In a written statement before the weekend, the ministry said laboratory analysis of the companies’ products had revealed that there was vegetable oil in “tulum” cheese, horsemeat in “fried beef,” white meat in “100 percent beef bologna” and undefined tissue as well as internal organs in “skinless sausages.”
According to the statement, the accused companies are Akgökseller Gıda (producing Hasan Dede “tulum” cheese), Birsen Güven Gıda (producing Yalçıntepe “tulum” cheese), Güldemce Gıda (producing Güldemce “tulum” cheese), Efraim Usta Lokantası (producing Yemek cooked beef), Etsan Gıda (producing Apikoğlu spicy bologna) and Karizma Beşler Et Tesisleri (producing Uludağ skinless sausages).
It is not immediately known if those companies will be prevented from selling their products across the country or if the ministry will deem a fine sufficient.
Speaking to Today’s Zaman last week, İslam Ali Kopuz from the İstanbul Commodity Exchange’s (İSTİB) meat products desk said minced chicken bone and skin were mixed together with red meat to produce sausage, salami and other similar products later be sold in the marketplace. Chicken normally wholesales for TL 7 per kilogram, but this unhealthy mixture can be bought for only TL 1 per kilogram by those unscrupulous companies, Kopuz said. “There would be no health hazard if they used normal chicken, but that would be costlier for the producers, and they obviously do not want to lose money,” he said.
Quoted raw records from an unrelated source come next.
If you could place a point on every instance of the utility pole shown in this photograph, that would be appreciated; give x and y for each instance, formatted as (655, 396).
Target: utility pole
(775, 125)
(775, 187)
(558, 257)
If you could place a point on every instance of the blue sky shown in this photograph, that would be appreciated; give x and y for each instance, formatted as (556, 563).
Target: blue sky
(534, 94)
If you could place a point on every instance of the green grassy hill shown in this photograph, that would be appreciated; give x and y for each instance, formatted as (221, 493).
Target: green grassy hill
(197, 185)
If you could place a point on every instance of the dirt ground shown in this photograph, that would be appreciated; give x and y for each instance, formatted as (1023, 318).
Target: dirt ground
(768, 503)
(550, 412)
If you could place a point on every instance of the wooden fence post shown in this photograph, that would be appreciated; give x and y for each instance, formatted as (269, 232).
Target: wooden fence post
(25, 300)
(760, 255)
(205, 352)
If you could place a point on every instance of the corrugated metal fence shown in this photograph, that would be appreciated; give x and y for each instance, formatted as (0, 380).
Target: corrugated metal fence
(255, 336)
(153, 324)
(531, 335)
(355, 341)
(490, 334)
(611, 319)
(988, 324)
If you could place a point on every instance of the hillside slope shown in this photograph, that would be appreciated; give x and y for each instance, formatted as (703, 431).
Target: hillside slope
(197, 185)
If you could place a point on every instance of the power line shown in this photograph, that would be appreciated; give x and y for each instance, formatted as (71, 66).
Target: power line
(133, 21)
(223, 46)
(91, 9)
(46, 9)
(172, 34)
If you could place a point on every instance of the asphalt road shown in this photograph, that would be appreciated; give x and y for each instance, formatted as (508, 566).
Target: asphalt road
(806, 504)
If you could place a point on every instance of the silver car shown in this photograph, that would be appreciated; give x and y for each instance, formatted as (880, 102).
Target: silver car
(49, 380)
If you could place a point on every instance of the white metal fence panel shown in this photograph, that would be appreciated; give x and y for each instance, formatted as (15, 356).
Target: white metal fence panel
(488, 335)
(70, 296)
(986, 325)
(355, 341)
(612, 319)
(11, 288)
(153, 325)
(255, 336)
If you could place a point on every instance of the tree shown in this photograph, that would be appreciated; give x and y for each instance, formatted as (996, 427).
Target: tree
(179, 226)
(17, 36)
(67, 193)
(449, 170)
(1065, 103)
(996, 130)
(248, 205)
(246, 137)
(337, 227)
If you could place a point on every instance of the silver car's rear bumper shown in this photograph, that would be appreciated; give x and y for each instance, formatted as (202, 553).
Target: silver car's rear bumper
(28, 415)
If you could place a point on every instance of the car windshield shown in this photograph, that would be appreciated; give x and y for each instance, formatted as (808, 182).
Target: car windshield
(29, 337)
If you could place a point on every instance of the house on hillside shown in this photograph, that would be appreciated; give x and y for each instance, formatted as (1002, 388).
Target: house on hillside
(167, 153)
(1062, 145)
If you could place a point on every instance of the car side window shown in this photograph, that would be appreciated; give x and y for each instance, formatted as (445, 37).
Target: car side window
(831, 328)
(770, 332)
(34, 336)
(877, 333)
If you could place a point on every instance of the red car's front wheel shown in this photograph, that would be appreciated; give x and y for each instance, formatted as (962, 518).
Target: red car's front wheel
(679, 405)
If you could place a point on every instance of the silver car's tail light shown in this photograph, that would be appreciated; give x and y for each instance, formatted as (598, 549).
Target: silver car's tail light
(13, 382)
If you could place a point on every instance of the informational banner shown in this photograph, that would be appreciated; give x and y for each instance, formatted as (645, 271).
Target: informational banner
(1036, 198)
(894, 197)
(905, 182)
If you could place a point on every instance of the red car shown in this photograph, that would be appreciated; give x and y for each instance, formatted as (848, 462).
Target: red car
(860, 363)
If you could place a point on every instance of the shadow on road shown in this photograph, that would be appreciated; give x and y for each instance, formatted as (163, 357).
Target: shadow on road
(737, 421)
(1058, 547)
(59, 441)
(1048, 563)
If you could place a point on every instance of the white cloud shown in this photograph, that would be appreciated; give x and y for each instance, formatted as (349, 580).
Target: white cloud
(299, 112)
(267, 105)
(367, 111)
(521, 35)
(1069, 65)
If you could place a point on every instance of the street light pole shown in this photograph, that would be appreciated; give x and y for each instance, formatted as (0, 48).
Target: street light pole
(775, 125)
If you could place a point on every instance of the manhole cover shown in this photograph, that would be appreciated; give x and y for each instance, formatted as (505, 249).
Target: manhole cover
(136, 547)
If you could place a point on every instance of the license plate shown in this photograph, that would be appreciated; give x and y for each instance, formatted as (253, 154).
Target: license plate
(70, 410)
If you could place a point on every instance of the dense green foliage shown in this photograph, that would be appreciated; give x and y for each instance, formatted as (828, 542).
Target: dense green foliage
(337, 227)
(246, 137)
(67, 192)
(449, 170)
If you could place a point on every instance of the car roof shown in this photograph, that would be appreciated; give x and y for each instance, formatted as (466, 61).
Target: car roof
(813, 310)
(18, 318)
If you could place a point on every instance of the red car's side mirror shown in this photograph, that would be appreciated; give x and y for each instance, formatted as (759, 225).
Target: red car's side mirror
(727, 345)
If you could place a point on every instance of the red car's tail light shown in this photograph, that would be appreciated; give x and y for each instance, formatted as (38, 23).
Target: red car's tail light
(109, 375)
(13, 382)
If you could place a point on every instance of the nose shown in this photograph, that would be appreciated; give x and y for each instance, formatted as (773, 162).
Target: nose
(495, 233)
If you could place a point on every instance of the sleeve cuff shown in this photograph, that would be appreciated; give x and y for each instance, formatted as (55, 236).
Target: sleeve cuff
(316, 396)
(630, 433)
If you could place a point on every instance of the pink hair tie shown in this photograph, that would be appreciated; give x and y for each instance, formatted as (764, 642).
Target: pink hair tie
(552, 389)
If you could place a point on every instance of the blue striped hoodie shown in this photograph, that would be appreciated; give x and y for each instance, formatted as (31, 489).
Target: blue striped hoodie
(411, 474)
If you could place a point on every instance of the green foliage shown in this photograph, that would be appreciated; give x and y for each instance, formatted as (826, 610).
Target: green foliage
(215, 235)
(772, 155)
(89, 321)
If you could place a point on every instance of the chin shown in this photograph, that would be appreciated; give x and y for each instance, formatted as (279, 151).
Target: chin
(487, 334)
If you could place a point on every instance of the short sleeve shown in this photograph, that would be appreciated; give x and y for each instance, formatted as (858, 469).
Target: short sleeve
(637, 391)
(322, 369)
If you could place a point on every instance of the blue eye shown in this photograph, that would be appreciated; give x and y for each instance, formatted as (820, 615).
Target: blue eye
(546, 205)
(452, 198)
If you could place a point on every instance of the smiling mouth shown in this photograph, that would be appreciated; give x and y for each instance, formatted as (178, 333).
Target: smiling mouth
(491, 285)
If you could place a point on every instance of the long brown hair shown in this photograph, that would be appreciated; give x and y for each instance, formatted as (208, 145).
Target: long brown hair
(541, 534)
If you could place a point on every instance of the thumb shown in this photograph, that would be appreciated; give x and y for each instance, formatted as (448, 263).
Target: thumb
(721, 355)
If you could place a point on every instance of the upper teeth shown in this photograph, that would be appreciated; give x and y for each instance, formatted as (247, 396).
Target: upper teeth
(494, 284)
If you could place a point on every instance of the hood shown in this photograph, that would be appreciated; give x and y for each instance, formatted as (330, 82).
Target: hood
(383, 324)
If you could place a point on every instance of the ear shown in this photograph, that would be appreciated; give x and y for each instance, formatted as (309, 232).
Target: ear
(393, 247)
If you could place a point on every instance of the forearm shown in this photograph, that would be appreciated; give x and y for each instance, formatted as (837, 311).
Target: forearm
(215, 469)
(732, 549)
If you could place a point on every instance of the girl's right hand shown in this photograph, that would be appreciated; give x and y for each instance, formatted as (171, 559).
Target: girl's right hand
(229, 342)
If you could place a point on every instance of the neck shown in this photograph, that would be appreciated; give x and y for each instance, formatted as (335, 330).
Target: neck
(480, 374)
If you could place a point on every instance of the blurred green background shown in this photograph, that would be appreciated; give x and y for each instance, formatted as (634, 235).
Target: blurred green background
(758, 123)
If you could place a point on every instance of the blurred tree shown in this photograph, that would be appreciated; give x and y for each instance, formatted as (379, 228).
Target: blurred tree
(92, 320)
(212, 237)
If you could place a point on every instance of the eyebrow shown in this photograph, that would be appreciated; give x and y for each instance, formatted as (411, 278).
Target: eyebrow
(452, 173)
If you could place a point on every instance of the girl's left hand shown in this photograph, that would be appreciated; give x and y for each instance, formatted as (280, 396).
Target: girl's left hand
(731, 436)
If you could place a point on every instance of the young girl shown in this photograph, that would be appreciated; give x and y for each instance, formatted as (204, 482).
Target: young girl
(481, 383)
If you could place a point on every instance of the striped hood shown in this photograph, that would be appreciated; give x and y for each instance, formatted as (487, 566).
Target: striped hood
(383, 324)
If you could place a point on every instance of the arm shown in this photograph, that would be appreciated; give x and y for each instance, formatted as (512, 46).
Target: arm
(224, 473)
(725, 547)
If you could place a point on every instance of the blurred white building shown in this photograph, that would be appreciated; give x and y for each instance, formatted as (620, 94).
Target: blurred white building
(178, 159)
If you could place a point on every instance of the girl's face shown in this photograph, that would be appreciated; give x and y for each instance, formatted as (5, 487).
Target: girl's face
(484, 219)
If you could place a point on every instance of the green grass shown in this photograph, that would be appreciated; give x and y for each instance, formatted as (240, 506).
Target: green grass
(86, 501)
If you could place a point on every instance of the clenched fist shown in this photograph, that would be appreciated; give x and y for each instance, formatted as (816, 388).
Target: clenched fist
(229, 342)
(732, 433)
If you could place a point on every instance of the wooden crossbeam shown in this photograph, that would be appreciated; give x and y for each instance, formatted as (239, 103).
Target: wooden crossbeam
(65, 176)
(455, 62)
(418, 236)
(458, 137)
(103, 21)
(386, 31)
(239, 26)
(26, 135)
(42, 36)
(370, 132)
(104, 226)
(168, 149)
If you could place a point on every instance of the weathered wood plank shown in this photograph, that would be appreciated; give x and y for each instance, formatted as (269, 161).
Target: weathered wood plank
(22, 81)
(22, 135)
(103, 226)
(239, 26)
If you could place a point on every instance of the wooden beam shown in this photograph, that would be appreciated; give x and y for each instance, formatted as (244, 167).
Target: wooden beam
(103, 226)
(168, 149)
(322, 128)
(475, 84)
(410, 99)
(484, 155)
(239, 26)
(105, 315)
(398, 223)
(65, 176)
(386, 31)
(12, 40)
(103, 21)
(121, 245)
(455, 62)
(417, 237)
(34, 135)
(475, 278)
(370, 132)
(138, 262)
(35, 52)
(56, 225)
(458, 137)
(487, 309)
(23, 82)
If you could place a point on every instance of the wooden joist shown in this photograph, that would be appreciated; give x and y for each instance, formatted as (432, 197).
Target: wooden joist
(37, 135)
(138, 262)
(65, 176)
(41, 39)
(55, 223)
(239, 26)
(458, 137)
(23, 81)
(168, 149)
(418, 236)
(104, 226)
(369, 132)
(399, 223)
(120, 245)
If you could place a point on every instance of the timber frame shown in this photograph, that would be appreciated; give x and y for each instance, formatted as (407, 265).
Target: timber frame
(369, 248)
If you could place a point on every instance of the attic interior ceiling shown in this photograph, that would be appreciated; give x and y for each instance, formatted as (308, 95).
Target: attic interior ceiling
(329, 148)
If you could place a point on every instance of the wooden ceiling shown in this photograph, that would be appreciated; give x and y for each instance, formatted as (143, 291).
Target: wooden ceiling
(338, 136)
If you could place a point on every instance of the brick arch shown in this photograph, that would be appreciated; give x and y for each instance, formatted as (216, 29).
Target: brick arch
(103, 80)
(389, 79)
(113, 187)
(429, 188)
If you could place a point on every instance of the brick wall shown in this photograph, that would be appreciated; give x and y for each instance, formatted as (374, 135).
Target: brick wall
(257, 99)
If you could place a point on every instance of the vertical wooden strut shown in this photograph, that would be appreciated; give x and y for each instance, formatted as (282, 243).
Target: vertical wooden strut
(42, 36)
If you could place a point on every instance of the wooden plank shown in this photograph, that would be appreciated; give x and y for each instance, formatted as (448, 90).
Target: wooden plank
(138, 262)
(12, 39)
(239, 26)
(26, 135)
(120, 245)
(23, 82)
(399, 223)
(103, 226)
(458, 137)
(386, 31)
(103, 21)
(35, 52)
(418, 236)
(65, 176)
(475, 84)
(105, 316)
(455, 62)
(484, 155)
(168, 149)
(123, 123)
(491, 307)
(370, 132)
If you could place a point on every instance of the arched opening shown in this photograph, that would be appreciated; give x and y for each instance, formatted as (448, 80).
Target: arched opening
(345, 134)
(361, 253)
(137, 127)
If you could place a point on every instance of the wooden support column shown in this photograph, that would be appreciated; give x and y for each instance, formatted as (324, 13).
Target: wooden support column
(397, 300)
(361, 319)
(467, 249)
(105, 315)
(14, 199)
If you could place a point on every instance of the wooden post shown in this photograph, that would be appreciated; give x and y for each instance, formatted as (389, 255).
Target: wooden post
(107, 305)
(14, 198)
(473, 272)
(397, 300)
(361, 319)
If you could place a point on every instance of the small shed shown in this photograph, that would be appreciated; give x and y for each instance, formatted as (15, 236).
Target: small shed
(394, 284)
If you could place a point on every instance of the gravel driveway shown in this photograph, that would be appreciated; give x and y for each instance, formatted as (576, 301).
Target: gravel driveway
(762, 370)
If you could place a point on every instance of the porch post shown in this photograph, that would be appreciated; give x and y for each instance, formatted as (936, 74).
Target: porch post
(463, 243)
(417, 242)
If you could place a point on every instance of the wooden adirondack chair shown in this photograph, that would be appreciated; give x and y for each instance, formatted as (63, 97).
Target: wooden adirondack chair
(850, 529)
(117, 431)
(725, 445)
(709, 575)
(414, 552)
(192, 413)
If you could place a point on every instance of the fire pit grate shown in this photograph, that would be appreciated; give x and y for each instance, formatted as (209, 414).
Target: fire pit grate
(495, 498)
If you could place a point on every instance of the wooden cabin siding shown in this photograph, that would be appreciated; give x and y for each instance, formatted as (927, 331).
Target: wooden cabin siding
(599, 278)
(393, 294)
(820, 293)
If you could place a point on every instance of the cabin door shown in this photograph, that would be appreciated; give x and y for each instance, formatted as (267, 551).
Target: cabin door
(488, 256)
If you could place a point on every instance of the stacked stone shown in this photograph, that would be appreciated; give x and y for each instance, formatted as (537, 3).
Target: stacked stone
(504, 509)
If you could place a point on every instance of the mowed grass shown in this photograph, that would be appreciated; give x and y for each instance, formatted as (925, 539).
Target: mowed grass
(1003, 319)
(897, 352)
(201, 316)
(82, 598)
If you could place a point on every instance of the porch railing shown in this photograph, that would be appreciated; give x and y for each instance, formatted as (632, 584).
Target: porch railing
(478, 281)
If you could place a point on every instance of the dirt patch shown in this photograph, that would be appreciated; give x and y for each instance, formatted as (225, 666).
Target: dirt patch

The issue of food safety has become a prominent one in media coverage recently, following the discovery of too many additives in honey sold by a number of companies. Late last month the ministry moved to ban sales of three honey brands -- Balderesi, Bal Teknesi and Osmanlı Bal Evi -- and also named two others as hazardous to consumers, but to a lesser degree. It also demanded that the Radio and Television Supreme Council (RTÜK) stop broadcasting advertisements for the three main companies in accordance with the ban, effective immediately. The media watchdog said it would fine outlets that continued to run the advertisements. The five companies were each fined TL 10,000 ($5,600).
According to allegations raised by earlier media reports, some honey companies stock pure honey with no additives in their stores in the event of an unexpected inspection, while at the same time responding to individual orders with the additive enhanced products. The ministry therefore changed its strategy and simply placed an order by phone with one of the companies in question. The delivered product contained excessive amounts of glucose syrup and pollen, and was therefore far from being the pure flower honey the company claimed it was in their publicity. The ministry is now set to expose five more such companies for their production of honey with too many additives.